Quando a trans Viviany Beleboni desfilou crucificada na parada gay de 2015, ela o fez para chamar a atenção das pessoas para o sofrimento dos LGBTs. E não sem motivo. Segundo dados da organização Transgender Europe, o Brasil é lider no ranking de assassinatos de transexuais. O Antra nos mostra que 90% das meninas trans são empurradas para a prostituição. Exemplo disto foi o caso de Laura Vermont, que foi espancada por cinco rapazes e baleada por dois policiais.
Se recusar a reconhecer as pessoas porque sua condição biológica não condiz com a psicológica, e criar projetos de lei que tentam inibir o uso do nome social é apenas algumas das coisas que acontecem neste país ‘democrático’ e campeão em transfobia. Há quem diga que isto é uma imposição da natureza e não da sociedade. Mas não somos nós a geração que valoriza a mente sobre os corpos? Se a natureza colocou uma mentalidade de um gênero em uma pessoa de outro, quem melhor para se definir do que o dono desta personalidade sobre a qual não temos direito algum sobre?
Discutir é preciso, mas discutir sobre transexualidade não envolve questioná-la. Se assumir trans não é escolher ser trans, é apenas aceitar e construir sua identidade.
Lide com isso.
Não reconhecer a existência de alguém é uma das piores formas de violência, porque é ela que justifica todas as outras. A ignorância e a transfobia comprometem os direitos e a representatividade trans no Brasil, e pior ainda: comprometem a vida deles também. Somos líderes em violência contra pessoas trans – somos líderes em mortes de pessoas trans. É isso o que fazemos quando nos recusamos a lidar com a realidade: deixamos de valorizar a vida humana. É conveniente exterminar o que não se quer que exista.

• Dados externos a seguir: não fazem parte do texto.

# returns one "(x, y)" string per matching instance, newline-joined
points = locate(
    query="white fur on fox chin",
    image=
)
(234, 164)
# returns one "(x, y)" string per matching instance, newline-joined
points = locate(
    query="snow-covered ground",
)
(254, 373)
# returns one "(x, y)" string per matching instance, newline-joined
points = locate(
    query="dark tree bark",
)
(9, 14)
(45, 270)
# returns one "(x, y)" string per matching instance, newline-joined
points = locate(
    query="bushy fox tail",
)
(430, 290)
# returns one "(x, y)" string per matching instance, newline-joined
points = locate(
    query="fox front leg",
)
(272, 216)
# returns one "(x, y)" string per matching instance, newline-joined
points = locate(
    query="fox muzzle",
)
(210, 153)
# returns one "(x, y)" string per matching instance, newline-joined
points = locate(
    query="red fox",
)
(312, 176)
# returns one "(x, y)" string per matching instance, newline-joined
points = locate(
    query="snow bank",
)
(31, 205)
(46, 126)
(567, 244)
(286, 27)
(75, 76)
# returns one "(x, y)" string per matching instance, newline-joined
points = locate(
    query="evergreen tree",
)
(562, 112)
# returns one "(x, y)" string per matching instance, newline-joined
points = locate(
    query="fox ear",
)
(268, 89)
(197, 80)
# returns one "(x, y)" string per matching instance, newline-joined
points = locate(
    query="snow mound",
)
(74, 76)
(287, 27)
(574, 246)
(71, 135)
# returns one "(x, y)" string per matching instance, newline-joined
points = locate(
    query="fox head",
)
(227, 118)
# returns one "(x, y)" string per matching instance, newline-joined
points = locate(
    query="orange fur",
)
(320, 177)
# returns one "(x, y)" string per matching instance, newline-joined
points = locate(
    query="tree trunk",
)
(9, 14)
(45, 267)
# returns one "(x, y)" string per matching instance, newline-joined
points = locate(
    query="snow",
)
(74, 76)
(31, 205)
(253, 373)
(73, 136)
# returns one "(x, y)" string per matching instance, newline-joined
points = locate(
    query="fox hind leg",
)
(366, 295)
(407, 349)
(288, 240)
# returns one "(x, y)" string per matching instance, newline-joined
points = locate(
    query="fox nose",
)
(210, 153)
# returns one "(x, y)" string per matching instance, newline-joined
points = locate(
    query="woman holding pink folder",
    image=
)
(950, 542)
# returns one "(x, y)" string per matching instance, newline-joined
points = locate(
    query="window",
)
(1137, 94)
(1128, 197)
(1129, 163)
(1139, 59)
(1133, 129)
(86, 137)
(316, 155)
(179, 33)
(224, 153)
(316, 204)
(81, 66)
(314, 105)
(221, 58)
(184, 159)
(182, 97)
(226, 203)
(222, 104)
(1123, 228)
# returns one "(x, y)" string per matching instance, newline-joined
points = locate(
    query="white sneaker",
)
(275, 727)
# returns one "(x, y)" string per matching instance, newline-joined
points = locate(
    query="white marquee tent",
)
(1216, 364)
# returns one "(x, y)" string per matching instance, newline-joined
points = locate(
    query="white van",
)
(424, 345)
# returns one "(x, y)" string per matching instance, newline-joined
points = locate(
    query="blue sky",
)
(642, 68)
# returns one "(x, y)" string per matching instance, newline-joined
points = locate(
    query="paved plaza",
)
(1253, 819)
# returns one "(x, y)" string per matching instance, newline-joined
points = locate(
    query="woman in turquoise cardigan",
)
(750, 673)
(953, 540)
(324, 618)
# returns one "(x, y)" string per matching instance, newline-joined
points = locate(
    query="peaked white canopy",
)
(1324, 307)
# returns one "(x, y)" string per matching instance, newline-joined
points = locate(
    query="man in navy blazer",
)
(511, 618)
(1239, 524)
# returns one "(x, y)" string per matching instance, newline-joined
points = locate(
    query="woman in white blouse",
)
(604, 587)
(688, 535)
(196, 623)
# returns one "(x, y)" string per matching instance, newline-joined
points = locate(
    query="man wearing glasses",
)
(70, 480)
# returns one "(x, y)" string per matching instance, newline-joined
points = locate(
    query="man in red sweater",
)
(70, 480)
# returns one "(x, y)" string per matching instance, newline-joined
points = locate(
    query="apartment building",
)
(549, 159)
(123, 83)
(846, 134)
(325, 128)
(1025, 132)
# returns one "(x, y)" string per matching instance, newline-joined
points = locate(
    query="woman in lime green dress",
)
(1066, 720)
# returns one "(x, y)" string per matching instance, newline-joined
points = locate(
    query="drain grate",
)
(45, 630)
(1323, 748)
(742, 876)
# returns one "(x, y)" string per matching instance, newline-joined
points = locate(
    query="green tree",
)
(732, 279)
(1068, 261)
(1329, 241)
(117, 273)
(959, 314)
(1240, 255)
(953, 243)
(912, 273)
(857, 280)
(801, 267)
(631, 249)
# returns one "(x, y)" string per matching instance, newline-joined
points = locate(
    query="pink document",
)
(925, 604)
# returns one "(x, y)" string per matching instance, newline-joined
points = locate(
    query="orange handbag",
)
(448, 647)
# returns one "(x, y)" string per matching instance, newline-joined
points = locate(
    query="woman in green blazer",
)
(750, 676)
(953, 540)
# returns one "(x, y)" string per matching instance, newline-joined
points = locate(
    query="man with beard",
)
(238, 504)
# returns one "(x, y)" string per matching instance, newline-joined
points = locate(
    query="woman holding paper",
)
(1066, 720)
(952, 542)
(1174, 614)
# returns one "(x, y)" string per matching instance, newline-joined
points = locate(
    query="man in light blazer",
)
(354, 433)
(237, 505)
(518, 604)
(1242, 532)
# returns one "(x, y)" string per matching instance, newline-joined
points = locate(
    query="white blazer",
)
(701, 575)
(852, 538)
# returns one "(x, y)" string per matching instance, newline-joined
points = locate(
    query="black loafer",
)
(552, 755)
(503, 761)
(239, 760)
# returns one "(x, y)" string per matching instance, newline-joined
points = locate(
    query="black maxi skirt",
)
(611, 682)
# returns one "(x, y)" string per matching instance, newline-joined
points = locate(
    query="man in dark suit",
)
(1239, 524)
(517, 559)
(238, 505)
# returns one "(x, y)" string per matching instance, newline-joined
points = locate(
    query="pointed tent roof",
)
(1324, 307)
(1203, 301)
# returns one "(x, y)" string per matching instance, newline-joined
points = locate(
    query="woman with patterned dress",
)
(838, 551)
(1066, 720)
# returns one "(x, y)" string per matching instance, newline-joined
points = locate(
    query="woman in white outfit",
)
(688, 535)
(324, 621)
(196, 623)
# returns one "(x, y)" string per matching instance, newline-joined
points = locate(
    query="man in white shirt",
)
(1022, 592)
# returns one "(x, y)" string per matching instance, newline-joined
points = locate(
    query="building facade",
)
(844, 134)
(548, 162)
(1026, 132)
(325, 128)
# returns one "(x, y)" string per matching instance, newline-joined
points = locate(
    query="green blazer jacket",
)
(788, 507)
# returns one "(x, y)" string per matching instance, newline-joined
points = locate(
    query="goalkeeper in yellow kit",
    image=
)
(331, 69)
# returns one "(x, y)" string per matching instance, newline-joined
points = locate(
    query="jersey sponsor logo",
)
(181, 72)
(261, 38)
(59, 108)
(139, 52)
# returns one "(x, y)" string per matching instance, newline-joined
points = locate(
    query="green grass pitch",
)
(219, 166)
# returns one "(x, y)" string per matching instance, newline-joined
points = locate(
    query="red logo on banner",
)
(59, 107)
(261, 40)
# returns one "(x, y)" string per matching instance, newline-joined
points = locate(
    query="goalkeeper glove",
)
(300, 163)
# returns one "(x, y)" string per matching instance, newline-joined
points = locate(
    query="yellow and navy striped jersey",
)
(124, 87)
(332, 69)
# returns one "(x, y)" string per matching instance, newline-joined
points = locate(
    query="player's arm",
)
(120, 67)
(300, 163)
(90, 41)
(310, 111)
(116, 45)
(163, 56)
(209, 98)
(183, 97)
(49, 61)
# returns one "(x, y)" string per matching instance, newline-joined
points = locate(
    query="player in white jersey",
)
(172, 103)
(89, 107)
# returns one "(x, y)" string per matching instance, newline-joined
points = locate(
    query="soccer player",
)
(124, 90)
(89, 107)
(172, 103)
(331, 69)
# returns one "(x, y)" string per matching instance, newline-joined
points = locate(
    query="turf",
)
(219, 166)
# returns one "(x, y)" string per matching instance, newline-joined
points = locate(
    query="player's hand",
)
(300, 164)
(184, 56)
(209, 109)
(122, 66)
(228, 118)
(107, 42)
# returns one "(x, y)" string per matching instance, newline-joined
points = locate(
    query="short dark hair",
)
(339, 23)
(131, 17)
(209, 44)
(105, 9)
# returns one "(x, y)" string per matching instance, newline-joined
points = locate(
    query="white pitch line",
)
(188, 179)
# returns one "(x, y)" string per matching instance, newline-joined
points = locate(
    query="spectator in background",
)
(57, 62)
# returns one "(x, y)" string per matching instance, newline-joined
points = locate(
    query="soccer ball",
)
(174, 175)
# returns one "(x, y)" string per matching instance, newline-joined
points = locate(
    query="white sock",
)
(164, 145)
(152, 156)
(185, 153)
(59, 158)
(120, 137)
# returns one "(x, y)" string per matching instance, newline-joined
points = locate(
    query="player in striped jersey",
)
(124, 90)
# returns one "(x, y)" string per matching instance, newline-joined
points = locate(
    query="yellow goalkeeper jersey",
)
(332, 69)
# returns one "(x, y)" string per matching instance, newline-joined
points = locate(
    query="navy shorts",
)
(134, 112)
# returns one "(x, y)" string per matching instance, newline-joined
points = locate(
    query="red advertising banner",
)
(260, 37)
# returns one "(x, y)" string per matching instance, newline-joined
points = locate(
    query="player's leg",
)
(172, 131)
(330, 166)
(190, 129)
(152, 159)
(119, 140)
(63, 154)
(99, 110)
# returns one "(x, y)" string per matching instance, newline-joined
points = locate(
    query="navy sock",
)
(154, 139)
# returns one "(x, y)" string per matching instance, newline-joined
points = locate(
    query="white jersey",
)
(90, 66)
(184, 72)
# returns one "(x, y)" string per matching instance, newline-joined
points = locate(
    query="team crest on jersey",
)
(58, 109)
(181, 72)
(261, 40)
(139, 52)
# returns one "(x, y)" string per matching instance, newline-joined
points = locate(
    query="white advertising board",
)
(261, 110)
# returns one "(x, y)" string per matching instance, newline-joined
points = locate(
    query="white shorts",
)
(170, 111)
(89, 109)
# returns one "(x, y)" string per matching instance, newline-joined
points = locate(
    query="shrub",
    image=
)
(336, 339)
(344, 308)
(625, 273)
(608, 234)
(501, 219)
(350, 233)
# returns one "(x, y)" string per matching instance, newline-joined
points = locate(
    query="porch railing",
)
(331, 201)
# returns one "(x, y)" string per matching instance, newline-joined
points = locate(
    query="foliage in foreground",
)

O relatório sobre Violência Homofóbica no Brasil, publicado em 2012, possui uma fala marcante: “A invisibilização e o desconhecimento das transexuais espelha-se também na subnotificação nos meios midiáticos, onde não se encontraram notícias relacionadas a essa parcela da população”. É algo a ser questionado: Como pode haver tantas pessoas trans e mesmo assim não a encontrarmos em nosso cotidiano? Como pode haver tantos casos de violência e mesmo assim não sabermos? Quanto mais nos questionamos mais entendemos como essas pessoas sofrem com a violência praticada por uma sociedade inteira, que a cada ato – ou ausência – se mostra não apenas ignorante, mas também desumana.